In a system 6,500 light-years away, a pulsar and brown dwarf are dancing a cosmic dervish, whipping around each other every nine hours. Their dance won’t last — in addition to its lighthouse-like beam of radio waves, the pulsar PSR B1957+20 is giving off a fierce wind of particles that’s slowly blasting away its companion. For this reason, the pulsar has earned the name “black widow,” after the species of spider that eats its mate.

But before the meal is complete, the brown dwarf has something to offer us: a magnifying glass that exposes the pulsar in incredible detail.

The entire system is tiny: The brown dwarf is the size of Jupiter and the pulsar is only the size of Manhattan; the distance that separates them is roughly five times the distance between Earth and the Moon. From Earth’s point of view, the brown dwarf is big enough to eclipse the pulsar for 40 minutes every time they circle each other.

It’s this fortunate geometry that gives the brown dwarf its magnifying power.
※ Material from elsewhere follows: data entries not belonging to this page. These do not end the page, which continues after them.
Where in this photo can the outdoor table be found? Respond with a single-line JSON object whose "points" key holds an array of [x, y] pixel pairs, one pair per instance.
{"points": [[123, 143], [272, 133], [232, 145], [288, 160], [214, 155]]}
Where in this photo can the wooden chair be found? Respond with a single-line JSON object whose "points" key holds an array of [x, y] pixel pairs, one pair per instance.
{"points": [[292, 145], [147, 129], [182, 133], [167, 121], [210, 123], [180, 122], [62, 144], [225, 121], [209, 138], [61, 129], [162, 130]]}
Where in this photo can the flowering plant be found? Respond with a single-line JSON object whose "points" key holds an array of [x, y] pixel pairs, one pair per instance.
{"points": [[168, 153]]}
If you’ve ever admired the beautiful patterns of light along a shoreline, you’ve watched light bend as it passes through water. Waves in the water concentrate sunlight to create those wiggling patterns on the sand. The cocoon of plasma around the brown dwarf has a similar effect on the pulsar’s lighthouse beam — when everything lines up just right, we see the pulse of radio waves pass through the plasma, which concentrates the radiation.
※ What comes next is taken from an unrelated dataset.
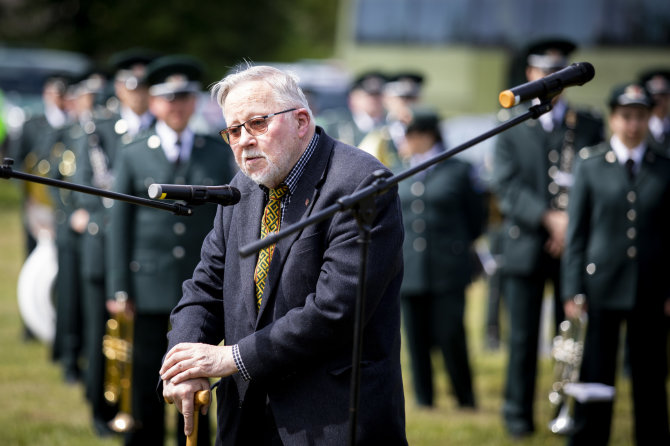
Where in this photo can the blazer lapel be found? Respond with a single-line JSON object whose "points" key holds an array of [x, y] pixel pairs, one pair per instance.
{"points": [[251, 204], [300, 206]]}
It wasn’t obvious that this should happen. But in 2014 Robert Main (University of Toronto) and colleagues observed a full 9.2-hour orbit using the 305-meter William E. Gordon Telescope at Arecibo Observatory. Just before and just after every pulsar eclipse, they saw the radio pulses brighten. Moreover, the pulses brightened in different ways at different frequencies, exactly as expected for a lensing event.

“The other spectacular thing that happens,” Main explains, “is that the emission from the two poles of the pulsar is not amplified equally.  There are times when the emission from one pole is greatly boosted, while the other is unaffected.”
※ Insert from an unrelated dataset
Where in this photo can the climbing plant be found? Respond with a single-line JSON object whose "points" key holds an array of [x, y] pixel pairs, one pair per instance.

In other words, the gaseous “lens” around the brown dwarf was sometimes magnifying emission from the pulsar’s north pole and sometimes its south pole — resolving two areas of emission only 10 km (6 miles) apart from 6,500 light-years away. That’s equivalent to resolving a flea on the surface of Pluto using Earth-based telescopes. (For reference, New Horizons flew right by Pluto and still only resolved features 80 meters, or 260 feet, wide!) The team has published their results in Nature.

As Jason Hessels (University of Amsterdam, The Netherlands) points out in an accompanying perspective piece, this isn’t the first time astronomers have seen plasma lensing. Other examples include distant quasars and the Crab Nebula pulsar. Yet it took 30 years between the discovery of PSR B1957+20 and the detection of its lensing. It comes down to the increase in computing power, Hessels argues, which has enabled astronomers to examine changes on microsecond scales over multiple radio frequencies. He concludes: “The future is bright for using pulsars to illuminate the invisible universe.”